Arduino Due - Serial speed?

I just did a quick test on the native port, measuring approx 849 kbytes/sec.

Yes, that's kbytes/sec, not kbits/sec. On the native port, the baud rate setting is ignored. Data is always transferred as fast as both sides can go.

I ran this code on Due, using Arduino 1.5.1.

void setup() {
  SerialUSB.begin(115200); // baud rate ignored for usb virtual serial
  pinMode(2, OUTPUT); // measure pin 2 with frequency counter
}
void loop() {
  digitalWrite(2, HIGH);
  SerialUSB.println("Output is HIGH");
  digitalWrite(2, LOW);
  SerialUSB.println("Output is Low");
}

I ran this Python script (from Claudio Indellicati) on my Ubuntu 12.04 64 bit Linux machine:

# This script flushes every byte received on the serial port

import serial
import sys

ser = serial.Serial(
   port = '/dev/ttyACM0',
   baudrate = 115200,
   parity = serial.PARITY_NONE,
   stopbits = serial.STOPBITS_ONE,
   bytesize = serial.EIGHTBITS
)

if ser.isOpen() == False :
   ser.open()
   if ser.isOpen() == False :
      print "Can't open serial port"
      sys.exit(1)

while 1 :
   if ser.inWaiting() > 0 :
      ser.read(16384);

I connected a Fluke multimeter to pin 2 and measured approx 27.4 kHz (it fluctuates slightly).
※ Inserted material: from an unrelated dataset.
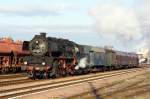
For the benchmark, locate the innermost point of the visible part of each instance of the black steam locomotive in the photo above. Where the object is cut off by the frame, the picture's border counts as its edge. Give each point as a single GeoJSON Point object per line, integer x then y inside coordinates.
{"type": "Point", "coordinates": [52, 57]}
Each each cycle is 31 bytes, so the data rate is about 849 kbytes/sec.

I repeated this test on Leonardo, Teensy 2.0 and Teensy 3.0 (changing "SerialUSB" to "Serial"), using Arduino 1.0.2 and the same Ubuntu 12.04 system running the python script. Here are the results:

Leonardo: 1.842 kHz - 57 kbytes/sec
Teensy 2.0: 14.16 kHz - 439 kbytes/sec
Teensy 3.0: 35.09 kHz - 1088 kbytes/sec

It's worth mentioning the speed changes dramatically depending on the software receiving the data. The Arduino Serial Monitor gives much lower speeds. Even the seyon terminal emulator gave speeds slower than the python script.

At least with Linux, after a program closes the serial port and the kernel drivers' buffers are filled, data transmission stops. In that case, Serial.print() returns very quickly and a much higher frequency appears on pin 2. If anyone tries to repeat this test, please be sure to measure the frequency while the python script or some other program is actually receiving the data.

It's probably also worth mentioning the USB spec says the maximum theoretical speed on 12 Mbit/sec USB is 1216 kbytes/sec, which accounts for protocol overhead, except the bit stuffing algorithm (which is data dependent).